Wednesday 30 July 2014

REGISTRATION FOR YU LAN CEREMONY


According to the Chinese lunar calendar, we have entered into the 7th lunar month which is also referred to as the Ghost month by the Chinese. The Ghost Festival is referred to as Yu Lan Jie at temples and Buddhist associations.
Yu Lan Jie ( 盂蘭節) is a traditional Buddhist and Taoist festival held in countries where there are Chinese. In the Chinese lunar calendar the Ghost Festival is on the 15th night of the seventh month.  The Cantonese being from Southern China celebrate on the 14th day.
The fifteenth day (or fourteenth) of the seventh month in the lunar calendar is called Ghost Day and the seventh month in general is regarded as the Ghost Month(鬼月), in which ghosts and spirits, including those of the deceased ancestors, come out from Hades. Unlike the Ching Ming festival whereby the descendants visit the graves of their ancestor, Yu Lan Jie is when the deceased are believed to visit the living.

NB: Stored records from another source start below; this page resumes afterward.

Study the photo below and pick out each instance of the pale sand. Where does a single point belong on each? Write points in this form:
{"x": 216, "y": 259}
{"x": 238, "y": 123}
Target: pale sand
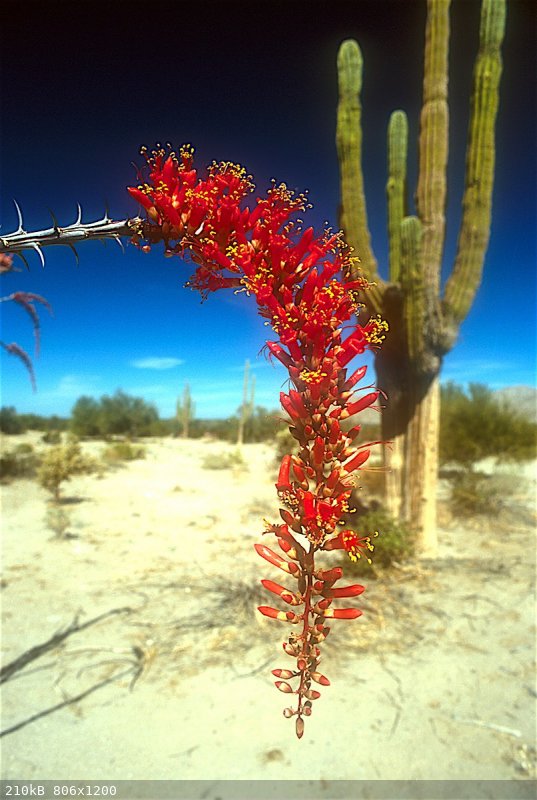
{"x": 434, "y": 681}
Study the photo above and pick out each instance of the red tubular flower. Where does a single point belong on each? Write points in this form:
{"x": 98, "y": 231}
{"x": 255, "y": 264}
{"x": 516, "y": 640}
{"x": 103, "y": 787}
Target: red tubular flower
{"x": 305, "y": 289}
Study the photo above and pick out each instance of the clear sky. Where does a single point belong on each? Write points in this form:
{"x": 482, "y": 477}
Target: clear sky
{"x": 85, "y": 84}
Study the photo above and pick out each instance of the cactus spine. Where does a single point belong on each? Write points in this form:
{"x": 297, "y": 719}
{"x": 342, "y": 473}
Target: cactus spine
{"x": 424, "y": 323}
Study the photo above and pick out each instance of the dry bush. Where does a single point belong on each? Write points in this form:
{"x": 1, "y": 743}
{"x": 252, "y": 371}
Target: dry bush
{"x": 60, "y": 464}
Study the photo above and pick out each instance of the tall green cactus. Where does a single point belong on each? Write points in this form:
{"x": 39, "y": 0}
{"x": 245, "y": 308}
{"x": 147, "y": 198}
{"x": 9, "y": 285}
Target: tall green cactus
{"x": 423, "y": 322}
{"x": 247, "y": 406}
{"x": 185, "y": 411}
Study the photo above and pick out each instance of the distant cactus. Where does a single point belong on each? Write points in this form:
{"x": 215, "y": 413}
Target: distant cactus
{"x": 424, "y": 324}
{"x": 247, "y": 407}
{"x": 185, "y": 411}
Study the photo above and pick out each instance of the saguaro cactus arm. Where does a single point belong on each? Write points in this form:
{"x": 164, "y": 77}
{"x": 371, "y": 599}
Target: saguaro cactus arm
{"x": 353, "y": 218}
{"x": 396, "y": 187}
{"x": 433, "y": 141}
{"x": 414, "y": 308}
{"x": 474, "y": 234}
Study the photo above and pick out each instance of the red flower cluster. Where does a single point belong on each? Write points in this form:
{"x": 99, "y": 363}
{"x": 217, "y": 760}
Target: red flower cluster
{"x": 303, "y": 286}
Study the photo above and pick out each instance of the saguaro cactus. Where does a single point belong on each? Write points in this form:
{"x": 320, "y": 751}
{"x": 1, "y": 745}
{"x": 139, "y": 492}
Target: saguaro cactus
{"x": 185, "y": 411}
{"x": 424, "y": 322}
{"x": 247, "y": 407}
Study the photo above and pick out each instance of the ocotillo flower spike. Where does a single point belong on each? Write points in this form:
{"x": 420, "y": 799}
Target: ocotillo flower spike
{"x": 303, "y": 287}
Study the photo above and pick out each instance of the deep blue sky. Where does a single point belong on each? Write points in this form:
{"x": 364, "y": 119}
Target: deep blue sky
{"x": 84, "y": 84}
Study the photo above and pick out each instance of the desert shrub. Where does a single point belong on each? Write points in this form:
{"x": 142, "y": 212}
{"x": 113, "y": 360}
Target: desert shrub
{"x": 123, "y": 451}
{"x": 394, "y": 543}
{"x": 60, "y": 464}
{"x": 475, "y": 494}
{"x": 224, "y": 461}
{"x": 474, "y": 426}
{"x": 57, "y": 520}
{"x": 10, "y": 421}
{"x": 18, "y": 462}
{"x": 51, "y": 437}
{"x": 122, "y": 414}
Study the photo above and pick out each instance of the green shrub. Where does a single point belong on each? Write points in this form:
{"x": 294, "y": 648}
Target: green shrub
{"x": 394, "y": 543}
{"x": 51, "y": 437}
{"x": 474, "y": 426}
{"x": 60, "y": 463}
{"x": 57, "y": 520}
{"x": 224, "y": 461}
{"x": 10, "y": 421}
{"x": 19, "y": 462}
{"x": 123, "y": 451}
{"x": 474, "y": 493}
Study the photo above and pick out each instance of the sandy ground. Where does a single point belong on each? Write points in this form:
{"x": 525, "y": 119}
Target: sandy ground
{"x": 435, "y": 681}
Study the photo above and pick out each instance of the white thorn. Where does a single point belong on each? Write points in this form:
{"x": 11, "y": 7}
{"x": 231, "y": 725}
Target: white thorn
{"x": 20, "y": 229}
{"x": 20, "y": 255}
{"x": 120, "y": 243}
{"x": 39, "y": 252}
{"x": 74, "y": 251}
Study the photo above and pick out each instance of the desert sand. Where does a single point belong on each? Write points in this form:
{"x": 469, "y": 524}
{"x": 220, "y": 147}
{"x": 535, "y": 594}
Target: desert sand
{"x": 434, "y": 682}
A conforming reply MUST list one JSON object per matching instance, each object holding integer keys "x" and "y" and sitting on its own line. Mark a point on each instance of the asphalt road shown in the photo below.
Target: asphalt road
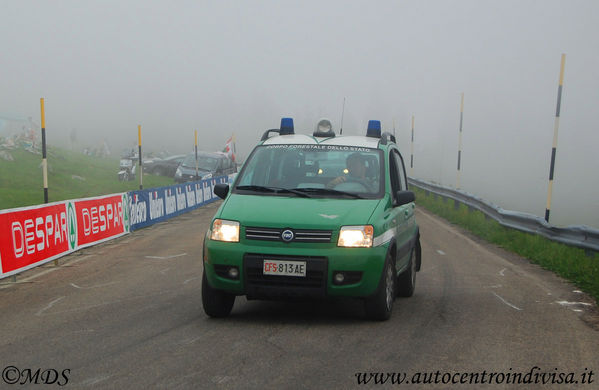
{"x": 128, "y": 314}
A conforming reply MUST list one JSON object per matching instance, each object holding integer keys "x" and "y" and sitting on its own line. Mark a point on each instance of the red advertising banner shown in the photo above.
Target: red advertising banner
{"x": 28, "y": 236}
{"x": 34, "y": 235}
{"x": 101, "y": 218}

During this month, Chinese of Taoist or Buddhist faiths hold ceremonies and rituals to relieve ghosts from suffering, many of them holding ceremonies in the afternoon or at night (as it is believed that the ghosts are released from hell when the sun sets). Altars are built for the deceased and priests and monks alike perform rituals for the benefit of ghosts. Monks and priests often throw rice or other small foods into the air in all directions to distribute them to the ghosts.
Already I have registered my parents' names for prayer ceremonies, one at the Memorial Park where their ashes are interned and the other at a temple in Greentown in Ipoh.  Later today, I want to register their names for the Yu Lan ceremony at the Sitiawan Buddhist Association.